I've received a lot of feedback during the past few months from readers suggesting solutions to puzzles I've presented in my column. So this month and next, I'll share some of the best solutions. I received many creative solutions and had a tough time deciding which to discuss. Thanks to all who sent in your ideas, and keep trying to solve the puzzles and improve your T-SQL skills. Sometimes, working on a puzzle can be its own reward.
August Relational-Division Puzzle
This month, I share two set-based solutions to last month's relational-division puzzle (which I had posted in a private SQL Server MCT forum) from Leroy Tuttle and Dieter Nöth. The puzzle scenario involved a training facility that uses three tables—Courses, Materials, and CourseMaterials—to track information about courses and course materials. You can run the code from August's Listing 1 to create and populate these tables. (To read last month's column, "Survive the (Relational) Divide," or download its code listings, enter InstantDoc ID 39300 at http://www.sqlmag.com.) The puzzle's object was to return, for each course, the minimum course ID of all the courses that use the same set of course materials. The desired solution appeared in August's Figure 1.
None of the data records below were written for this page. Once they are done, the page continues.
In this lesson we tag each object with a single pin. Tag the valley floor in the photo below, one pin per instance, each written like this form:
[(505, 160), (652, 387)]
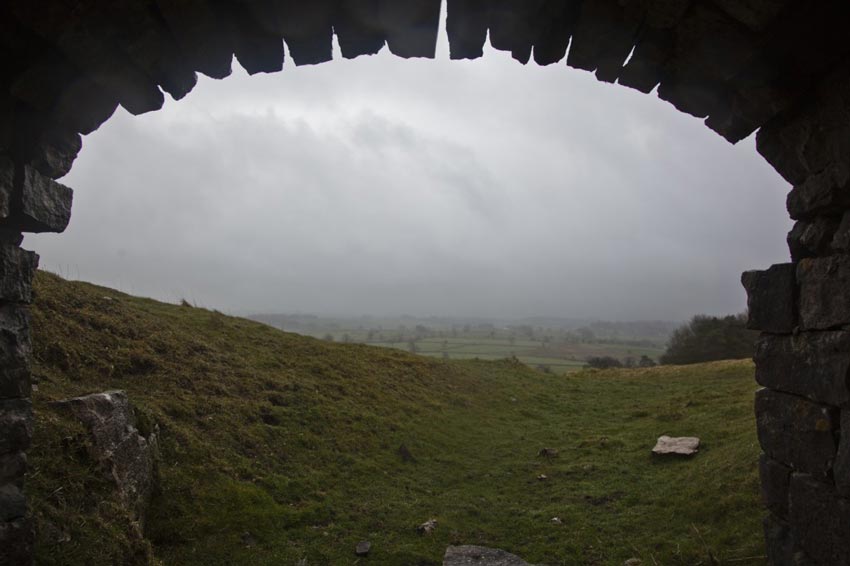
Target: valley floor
[(282, 449)]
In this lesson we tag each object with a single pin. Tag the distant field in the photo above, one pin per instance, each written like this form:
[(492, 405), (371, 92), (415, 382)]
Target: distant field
[(277, 449), (561, 358)]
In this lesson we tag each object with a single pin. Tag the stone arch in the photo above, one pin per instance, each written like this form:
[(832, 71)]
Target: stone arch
[(776, 66)]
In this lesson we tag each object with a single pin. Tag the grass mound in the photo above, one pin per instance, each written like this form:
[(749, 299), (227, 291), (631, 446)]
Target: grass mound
[(281, 449)]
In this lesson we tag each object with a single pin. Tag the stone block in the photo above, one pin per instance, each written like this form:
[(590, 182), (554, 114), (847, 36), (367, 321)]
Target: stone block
[(811, 239), (815, 365), (819, 520), (16, 542), (15, 383), (841, 469), (841, 237), (56, 151), (775, 478), (824, 292), (13, 504), (45, 204), (17, 268), (15, 425), (797, 432), (7, 186), (770, 298), (826, 192), (779, 542), (12, 468)]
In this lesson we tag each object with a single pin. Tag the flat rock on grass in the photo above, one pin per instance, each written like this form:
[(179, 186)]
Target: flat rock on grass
[(468, 555), (676, 445)]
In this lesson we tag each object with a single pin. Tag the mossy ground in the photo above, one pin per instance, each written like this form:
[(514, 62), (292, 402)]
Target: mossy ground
[(281, 449)]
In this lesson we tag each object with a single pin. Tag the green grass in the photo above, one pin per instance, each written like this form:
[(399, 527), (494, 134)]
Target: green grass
[(295, 441)]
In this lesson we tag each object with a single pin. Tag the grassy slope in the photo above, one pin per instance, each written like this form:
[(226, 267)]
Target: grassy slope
[(295, 441)]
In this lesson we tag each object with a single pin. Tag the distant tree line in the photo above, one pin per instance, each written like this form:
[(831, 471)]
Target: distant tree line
[(709, 338)]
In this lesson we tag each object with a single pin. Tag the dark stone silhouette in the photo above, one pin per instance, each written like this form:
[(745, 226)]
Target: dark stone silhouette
[(779, 67)]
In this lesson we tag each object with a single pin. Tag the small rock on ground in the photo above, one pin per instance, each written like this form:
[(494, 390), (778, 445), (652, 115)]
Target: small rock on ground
[(363, 548), (468, 555), (680, 446), (427, 527)]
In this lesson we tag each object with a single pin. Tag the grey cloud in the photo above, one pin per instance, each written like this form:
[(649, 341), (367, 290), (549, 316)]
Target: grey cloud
[(427, 187)]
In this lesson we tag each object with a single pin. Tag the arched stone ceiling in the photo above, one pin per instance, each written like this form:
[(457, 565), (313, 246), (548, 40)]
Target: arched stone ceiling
[(67, 65)]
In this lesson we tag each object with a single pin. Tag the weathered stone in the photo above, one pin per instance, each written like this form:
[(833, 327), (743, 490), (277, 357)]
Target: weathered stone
[(56, 151), (819, 520), (117, 445), (17, 268), (15, 383), (602, 40), (203, 37), (841, 238), (770, 298), (775, 479), (45, 204), (15, 425), (15, 350), (779, 542), (16, 542), (466, 26), (357, 30), (13, 505), (12, 468), (824, 292), (677, 446), (84, 105), (644, 70), (796, 432), (815, 365), (468, 555), (841, 469), (7, 182), (811, 140), (824, 192), (756, 15), (411, 26), (810, 239), (363, 547)]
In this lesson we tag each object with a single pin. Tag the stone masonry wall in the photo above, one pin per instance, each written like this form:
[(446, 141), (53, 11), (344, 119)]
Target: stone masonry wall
[(740, 65), (803, 355), (31, 201)]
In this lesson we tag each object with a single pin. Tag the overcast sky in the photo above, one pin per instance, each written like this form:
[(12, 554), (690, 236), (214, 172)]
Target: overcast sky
[(391, 186)]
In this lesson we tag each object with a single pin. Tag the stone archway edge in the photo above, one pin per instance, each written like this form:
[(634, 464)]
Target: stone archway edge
[(777, 66)]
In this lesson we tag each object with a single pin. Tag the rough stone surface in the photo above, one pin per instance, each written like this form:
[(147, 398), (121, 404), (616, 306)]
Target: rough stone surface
[(779, 542), (770, 298), (7, 179), (15, 425), (125, 455), (17, 268), (16, 542), (841, 469), (841, 238), (12, 468), (469, 555), (56, 151), (775, 479), (12, 503), (45, 204), (819, 520), (810, 239), (796, 432), (815, 365), (363, 548), (676, 446), (824, 292)]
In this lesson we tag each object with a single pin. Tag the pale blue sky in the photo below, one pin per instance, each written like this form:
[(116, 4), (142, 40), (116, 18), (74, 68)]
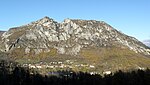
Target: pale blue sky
[(132, 17)]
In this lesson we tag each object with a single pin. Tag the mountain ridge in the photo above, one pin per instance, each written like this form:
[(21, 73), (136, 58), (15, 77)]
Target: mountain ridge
[(81, 41)]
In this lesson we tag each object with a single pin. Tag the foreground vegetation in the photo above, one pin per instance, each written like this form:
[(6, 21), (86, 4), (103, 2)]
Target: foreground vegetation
[(12, 74)]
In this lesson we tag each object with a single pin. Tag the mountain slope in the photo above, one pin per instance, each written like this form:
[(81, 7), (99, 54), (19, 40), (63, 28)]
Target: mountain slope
[(147, 42), (83, 41)]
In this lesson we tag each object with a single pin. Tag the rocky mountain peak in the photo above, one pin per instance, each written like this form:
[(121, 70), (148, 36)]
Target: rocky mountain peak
[(92, 42), (71, 36)]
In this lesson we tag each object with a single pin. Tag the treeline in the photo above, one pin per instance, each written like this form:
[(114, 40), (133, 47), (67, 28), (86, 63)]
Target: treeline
[(16, 75)]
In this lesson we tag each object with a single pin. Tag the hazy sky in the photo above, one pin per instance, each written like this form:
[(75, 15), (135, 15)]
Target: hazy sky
[(131, 17)]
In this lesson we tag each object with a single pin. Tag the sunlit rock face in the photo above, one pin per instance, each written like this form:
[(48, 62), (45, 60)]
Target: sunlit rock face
[(68, 37), (147, 42)]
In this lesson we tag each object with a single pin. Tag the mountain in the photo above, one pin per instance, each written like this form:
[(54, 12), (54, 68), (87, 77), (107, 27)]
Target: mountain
[(147, 42), (1, 32), (80, 45)]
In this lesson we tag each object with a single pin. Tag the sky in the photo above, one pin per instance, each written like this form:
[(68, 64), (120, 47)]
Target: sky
[(131, 17)]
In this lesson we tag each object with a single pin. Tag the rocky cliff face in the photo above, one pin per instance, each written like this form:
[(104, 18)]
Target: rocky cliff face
[(147, 42), (90, 42), (68, 37)]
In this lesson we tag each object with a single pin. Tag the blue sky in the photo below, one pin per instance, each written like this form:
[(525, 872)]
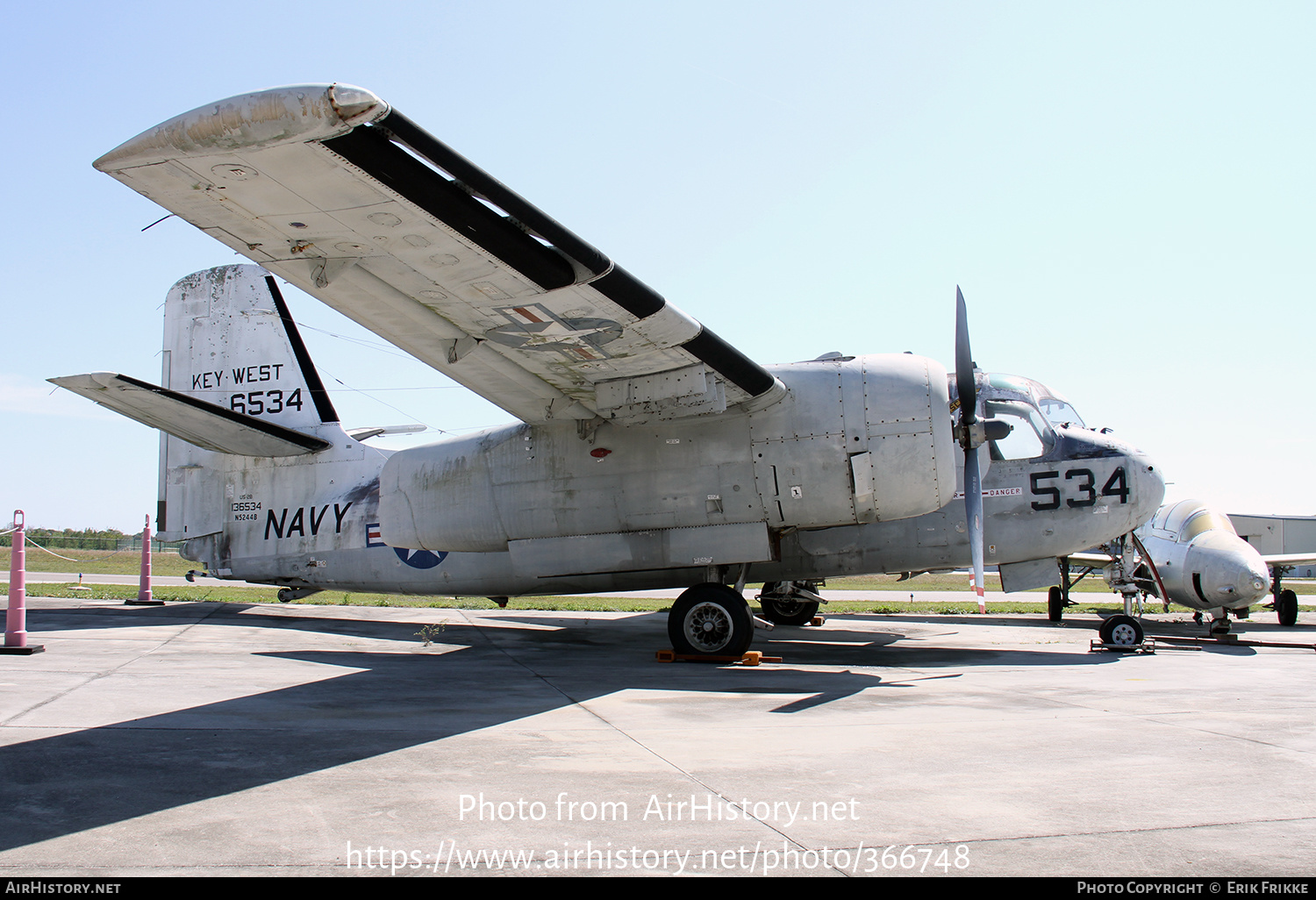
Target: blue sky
[(1124, 192)]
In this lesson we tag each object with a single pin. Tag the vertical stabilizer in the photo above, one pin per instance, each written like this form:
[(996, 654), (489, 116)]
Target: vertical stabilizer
[(229, 341)]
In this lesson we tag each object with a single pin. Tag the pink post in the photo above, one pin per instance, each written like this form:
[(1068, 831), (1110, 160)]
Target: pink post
[(144, 587), (16, 618)]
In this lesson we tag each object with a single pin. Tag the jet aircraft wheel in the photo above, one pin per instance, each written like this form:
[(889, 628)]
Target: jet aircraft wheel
[(1055, 604), (711, 620), (1121, 631), (786, 611), (1287, 608)]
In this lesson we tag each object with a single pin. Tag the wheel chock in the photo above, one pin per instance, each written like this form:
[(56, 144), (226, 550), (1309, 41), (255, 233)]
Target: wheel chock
[(749, 658)]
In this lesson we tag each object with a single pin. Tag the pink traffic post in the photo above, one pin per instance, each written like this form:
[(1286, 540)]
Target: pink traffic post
[(144, 583), (16, 618)]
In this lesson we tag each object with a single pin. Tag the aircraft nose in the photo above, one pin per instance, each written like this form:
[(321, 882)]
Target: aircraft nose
[(1150, 484)]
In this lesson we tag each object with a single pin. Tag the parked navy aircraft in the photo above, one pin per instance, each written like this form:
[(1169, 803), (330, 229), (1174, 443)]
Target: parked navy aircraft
[(1190, 554), (649, 452)]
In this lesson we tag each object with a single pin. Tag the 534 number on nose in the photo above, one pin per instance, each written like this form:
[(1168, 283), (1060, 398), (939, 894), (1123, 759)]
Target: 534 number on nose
[(1084, 482)]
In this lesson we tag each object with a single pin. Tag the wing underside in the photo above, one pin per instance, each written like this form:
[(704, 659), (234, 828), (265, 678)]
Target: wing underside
[(204, 424), (336, 192)]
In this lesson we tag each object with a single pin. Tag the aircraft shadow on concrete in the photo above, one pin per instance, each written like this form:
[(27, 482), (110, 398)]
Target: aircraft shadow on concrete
[(84, 779)]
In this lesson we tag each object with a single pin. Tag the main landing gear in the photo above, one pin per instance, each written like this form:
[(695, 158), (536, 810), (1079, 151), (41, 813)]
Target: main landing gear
[(790, 603), (1286, 602)]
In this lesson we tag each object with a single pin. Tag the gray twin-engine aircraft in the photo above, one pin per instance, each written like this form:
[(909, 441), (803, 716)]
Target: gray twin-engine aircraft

For benchmarking, August's Listing A in the sidebar "Benchmarking Relational-Division Solutions" (InstantDoc ID 39301) provided code that populates the tables with large sets of data. When I populated the tables with 10,000 courses, 10,000 materials, and about 55,000 course materials, my set-based solutions ran for several minutes on my laptop. In contrast, Tuttle's solution runs for about 30 seconds, and Nöth's solution runs for less than 1 second.
Tuttle's Solution
Tuttle's solution correlates courses with each other based on a match in both the total count of materials per course and the individual materials themselves. I slightly revised the original solution Tuttle sent me to make it purely set-based, but the principles are the same. Let's first look at a modular approach that uses views to solve the puzzle one step at a time; then, I'll present a one-step solution that uses derived tables.
The first step in the modular approach is to create the CoursesXYCnt view by running the code that Listing 1 shows. The view query joins the CourseMaterials table to itself, matching rows that have the same courseid and materialid, and returns a row for each unique combination of course IDs that have matching rows. I call the two instances of CourseMaterials X and Y. The view returns the courseid from X (courseidX), the courseid from Y (courseidY), and the count of matching rows (cnt). So we're matching the materials that are the same for both courses and returning the count of matches. Note that the count of matching rows can be smaller than the count of course materials in X or Y if courses X and Y don't have equal sets of course materials. Figure 1 shows the results of a SELECT * query against CoursesXYCnt.
The second step in this solution is to create the CoursesCnt view by running the code that Listing 2 shows. This view contains a simple query that returns the number of course materials for each course. Figure 2 shows the results of a SELECT * query against CoursesCnt.
The third and final step is to join the CoursesXYCnt view to two instances of CoursesCnt—one for Course X and one for Course Y. The join ensures that you retrieve only those rows from CoursesXYCnt that have the same count as the number of course materials in course X and course Y. Only the courses whose course materials match exactly meet the join criteria. Now all you need to do to get the desired output is to group the result by courseidX and return the minimum courseidY, as the query in Listing 3 shows.
I used views to simplify the solution's explanation, solving the problem a step at a time, but you might prefer to use derived tables instead of views, as the code in Listing 4 shows. Derived tables are handy if you'd rather not create persistent objects such as views in your database—for example, because of lack of permissions. In terms of performance, both solutions perform the same. Views are often handy when your code becomes too long or complex to maintain, but the code in Listing 4 is short even when you use derived tables, so there's no practical reason to break it into views. As I said earlier, Tuttle's solution runs for 30 seconds on my laptop against a table containing about 55,000 course materials.